Se ci chiedessero di descrivere un castello medievale, lo immagineremmo proprio come quello di questo forte sulle colline dell’Appennino Centrale.
E’ il classico castello dell’immaginario collettivo: su un’impervia collina in posizione strategica, domina quello che un tempo era il Corridoio Bizantino, ovvero la stretta fascia territoriale voluta dall’Impero bizantino per collegare Ravenna a Roma. Qui risiedevano alcuni soldati che avevano il compito di proteggere i viandanti e offrire loro ristoro e una stazione di posta.
Il primo nucleo è di poco successivo alla caduta dell’Impero Romano, ma non si esclude che sia stato realizzato su una preesistente costruzione di epoca romana. Poche e fumose le notizie pervenute dal Basso Medioevo. Sappiamo che, nel corso di questi secoli, divenne di proprietà di diverse famiglie guelfe, poiché questo zona apparteneva allo Stato Pontificio, fino a passare sotto il controllo di un esponente dei Borgia, che sosteneva lo Stato Pontificio nello scontro tra famiglie Guelfe e Ghibelline. Nell’Ottocento venne acquistata da una famiglia della zona, che la cedette al Comune nel 1922. La gestione comunale risultò problematica fin dagli inizi, tra contese comunali e diatribe con gli eredi del proprietario che ne rivendicavano il possesso.

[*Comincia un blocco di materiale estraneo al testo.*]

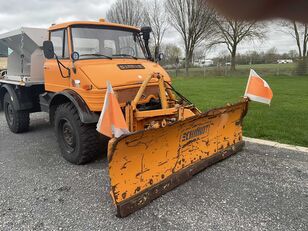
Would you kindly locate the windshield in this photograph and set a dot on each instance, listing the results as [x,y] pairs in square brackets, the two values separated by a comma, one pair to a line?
[98,42]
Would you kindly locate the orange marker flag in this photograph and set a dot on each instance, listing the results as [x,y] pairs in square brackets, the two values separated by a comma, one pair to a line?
[112,122]
[258,89]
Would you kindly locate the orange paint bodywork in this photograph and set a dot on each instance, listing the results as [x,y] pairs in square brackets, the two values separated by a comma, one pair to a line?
[94,73]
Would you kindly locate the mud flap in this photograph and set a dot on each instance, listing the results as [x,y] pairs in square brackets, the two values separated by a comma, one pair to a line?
[147,164]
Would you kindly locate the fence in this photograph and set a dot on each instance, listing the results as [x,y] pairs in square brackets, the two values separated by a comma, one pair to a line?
[290,69]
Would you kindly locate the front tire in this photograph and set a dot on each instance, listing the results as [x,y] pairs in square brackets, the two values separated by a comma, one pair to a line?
[79,142]
[18,121]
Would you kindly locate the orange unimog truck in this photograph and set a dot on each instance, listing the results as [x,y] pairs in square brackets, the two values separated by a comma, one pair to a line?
[63,71]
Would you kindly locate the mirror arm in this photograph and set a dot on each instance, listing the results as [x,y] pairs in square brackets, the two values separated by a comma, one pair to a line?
[61,64]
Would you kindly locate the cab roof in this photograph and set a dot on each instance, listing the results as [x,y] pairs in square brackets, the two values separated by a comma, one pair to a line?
[100,23]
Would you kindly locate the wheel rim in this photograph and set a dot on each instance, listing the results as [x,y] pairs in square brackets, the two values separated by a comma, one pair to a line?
[67,135]
[10,114]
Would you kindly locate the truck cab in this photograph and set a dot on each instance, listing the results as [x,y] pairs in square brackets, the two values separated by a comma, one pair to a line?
[63,71]
[94,52]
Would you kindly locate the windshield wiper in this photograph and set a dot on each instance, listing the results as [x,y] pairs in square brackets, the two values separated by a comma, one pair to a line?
[97,55]
[125,55]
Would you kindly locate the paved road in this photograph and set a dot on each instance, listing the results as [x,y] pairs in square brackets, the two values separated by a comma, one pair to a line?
[261,188]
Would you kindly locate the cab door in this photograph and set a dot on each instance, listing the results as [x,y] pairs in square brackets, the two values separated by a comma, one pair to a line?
[54,80]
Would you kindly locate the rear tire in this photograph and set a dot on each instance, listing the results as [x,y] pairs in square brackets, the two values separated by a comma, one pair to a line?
[79,142]
[18,121]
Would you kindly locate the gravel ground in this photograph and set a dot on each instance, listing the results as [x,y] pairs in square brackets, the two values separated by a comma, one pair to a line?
[261,188]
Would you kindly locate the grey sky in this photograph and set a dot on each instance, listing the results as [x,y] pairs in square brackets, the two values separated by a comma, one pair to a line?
[42,13]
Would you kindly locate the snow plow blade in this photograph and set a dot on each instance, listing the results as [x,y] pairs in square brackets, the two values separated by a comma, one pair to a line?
[147,164]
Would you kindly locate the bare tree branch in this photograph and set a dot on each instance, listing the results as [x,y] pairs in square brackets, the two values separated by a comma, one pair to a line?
[193,19]
[157,19]
[233,32]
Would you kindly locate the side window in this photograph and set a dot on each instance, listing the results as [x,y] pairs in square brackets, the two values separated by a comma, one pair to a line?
[60,43]
[109,47]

Sul finire della seconda guerra mondiale, terreni ed edifici vennero affittati a locali famiglie di agricoltori, e successivamente dati in gestione ad una cooperativa agraria, che si occupava della lavorazione dei cereali prodotti nel territorio. Il terremoto del 1978 contribuì al declino delle strutture, dando via ad una lunga serie di furti e saccheggi. Gli attuali proprietari hanno proposto una serie di progetti volti al recupero strutturale e funzionari degli edifici, lontani anni luce dal passato del castello. Qui potrebbe sorgere un resort con spazi sportivi e campo da golf, ma nessun progetto è stato ancora approvato dalle autorità competenti.
Sebbene ormai quasi ridotta allo stato di rudere, nessuno in paese ha dimenticato la piccola chiesetta dedicata alla Santa Croce. Impronte recenti dimostrano che il sentiero è battuto dai fedeli che qui si inerpicano per lasciare un ex voto alla Vergine. Il giardino irriconoscibile e incolto, ha perduto il settecentesco disegno formale all’italiana, ed è stato inglobato da sterpaglie, rovi, spine e alberi cresciuti spontaneamente che hanno reso l’area inavvicinabile.